Location: Cool and Cold Water Aquaculture Research
Title: CCAAT/enhancer binding protein Beta-2 is involved in growth hormone-regulated insulin-like growth factor-II gene expression in the liver of rainbow trout (Oncorhynchus mykiss) Authors
|Lo, Jay -|
|Chen, Thomas -|
Submitted to: Endocrinology
Publication Type: Peer Reviewed Journal
Publication Acceptance Date: February 16, 2010
Publication Date: May 5, 2010
Citation: Lo, J.H., Chen, T.T. 2010. CCAAT/enhancer binding protein Beta-2 is involved in growth hormone-regulated insulin-like growth factor-II gene expression in the liver of rainbow trout (Oncorhynchus mykiss). Endocrinology. 151:2128-2139. Interpretive Summary: While insulin-like growth factor I and II (IGF-I and IGF-II) are important hormonal factors regulating the somatic growth, development and reproduction in fish, the mechanism that regulates the expression of these growth factors is still unknown. Previously we demonstrated that growth hormone regulates the expression of IGF-I and IGF-II genes in rainbow trout.

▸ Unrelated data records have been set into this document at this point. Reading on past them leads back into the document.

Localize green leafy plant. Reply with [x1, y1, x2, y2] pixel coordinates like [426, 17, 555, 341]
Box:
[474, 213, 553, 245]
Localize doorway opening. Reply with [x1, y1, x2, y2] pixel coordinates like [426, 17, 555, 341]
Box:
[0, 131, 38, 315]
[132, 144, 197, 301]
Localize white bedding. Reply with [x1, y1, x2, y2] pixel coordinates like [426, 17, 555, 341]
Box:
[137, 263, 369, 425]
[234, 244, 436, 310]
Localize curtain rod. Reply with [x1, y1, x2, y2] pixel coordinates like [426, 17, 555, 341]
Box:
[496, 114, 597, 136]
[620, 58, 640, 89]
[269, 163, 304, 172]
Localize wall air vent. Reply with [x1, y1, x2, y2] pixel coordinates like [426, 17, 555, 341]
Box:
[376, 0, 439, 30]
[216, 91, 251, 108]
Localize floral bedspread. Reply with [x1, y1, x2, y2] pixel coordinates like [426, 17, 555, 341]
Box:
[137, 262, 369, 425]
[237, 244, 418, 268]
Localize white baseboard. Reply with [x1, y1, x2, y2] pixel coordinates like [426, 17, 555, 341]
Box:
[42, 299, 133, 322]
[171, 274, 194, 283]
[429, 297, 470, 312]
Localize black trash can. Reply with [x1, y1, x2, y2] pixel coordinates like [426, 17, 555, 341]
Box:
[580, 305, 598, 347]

The actual mechanism of how growth hormone modulates the expression of IGF-I and IGF-II genes remains unknown. Using whole fish and liver cell lines developed from the liver of rainbow trout as experimental models, we characterized the involvement of growth hormone-induced genes called C/EBPs in modulating the expression of IGF-I and IGF-II genes. These results will enable aquaculture researchers to develop strategies to manipulate the expression of IGF-I and IGF-II genes to increase the efficiency of fish production.

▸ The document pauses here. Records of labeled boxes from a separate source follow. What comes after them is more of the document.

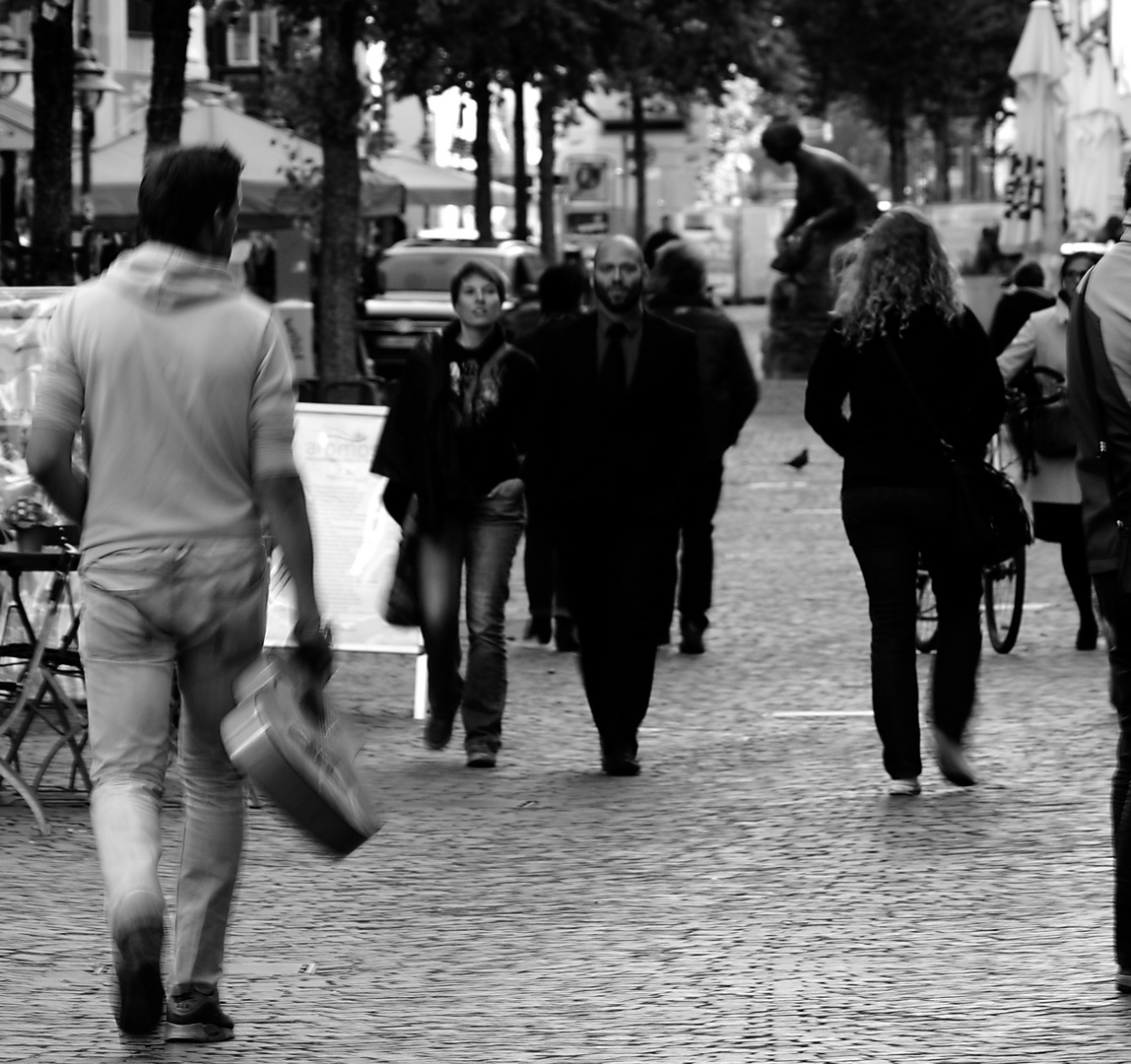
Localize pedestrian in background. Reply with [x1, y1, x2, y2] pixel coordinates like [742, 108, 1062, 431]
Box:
[530, 236, 702, 775]
[28, 147, 330, 1041]
[372, 259, 537, 768]
[514, 262, 589, 653]
[648, 239, 758, 653]
[990, 259, 1056, 355]
[805, 207, 1006, 795]
[998, 252, 1099, 650]
[1068, 166, 1131, 994]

Technical Abstract: Previously, we showed that levels of different CCAAT/enhancer binding protein (C/EBP) mRNAs in the liver of rainbow trout were modulated by GH and suggested that C/EBPs might be involved in GH induced IGF-II gene expression. As a step toward further investigation, we have developed monospecific polyclonal antibodies to detect rainbow trout C/EBPa, -b1, -b2, and -d2 isoform proteins. Injection of GH into adult rainbow trout resulted in a significant increase of C/EBPb1, C/EBPb2, and C/EBPd2 proteins in the liver. Chromatin immunoprecipitation analysis revealed that C/EBPb2 binds to multiple sites at the 5' promoter/regulatory region, introns, and the 3' untranslated region of the IGF-II gene. GH treatment reduced C/EBPb2 binding to several of these regions at 6 h after injection. The decreased occupancy of C/EBPb2 coincided well with an increase of histone H4 acetylation at the proximal promoter and elevation of the IGF-II mRNA level. Immunoblotting analysis showed that C/EBPb2 existed predominately as a truncated form in the liver, and cotransfection analysis further showed that the truncated C/EBPb2 acted as a negative regulator on IGF-II proximal promoter. GH treatment caused deacetylation of C/EBPb2 in the liver. In addition,weobserved a GH-dependent interaction of C/EBPb2 with a complex involving histone H1. All together, these results suggest that C/EBPb2 was regulated at multiple levels by GH, and C/EBPb2 may play a suppressive role in mediating GH-induced IGF-II expression in the liver of rainbow trout.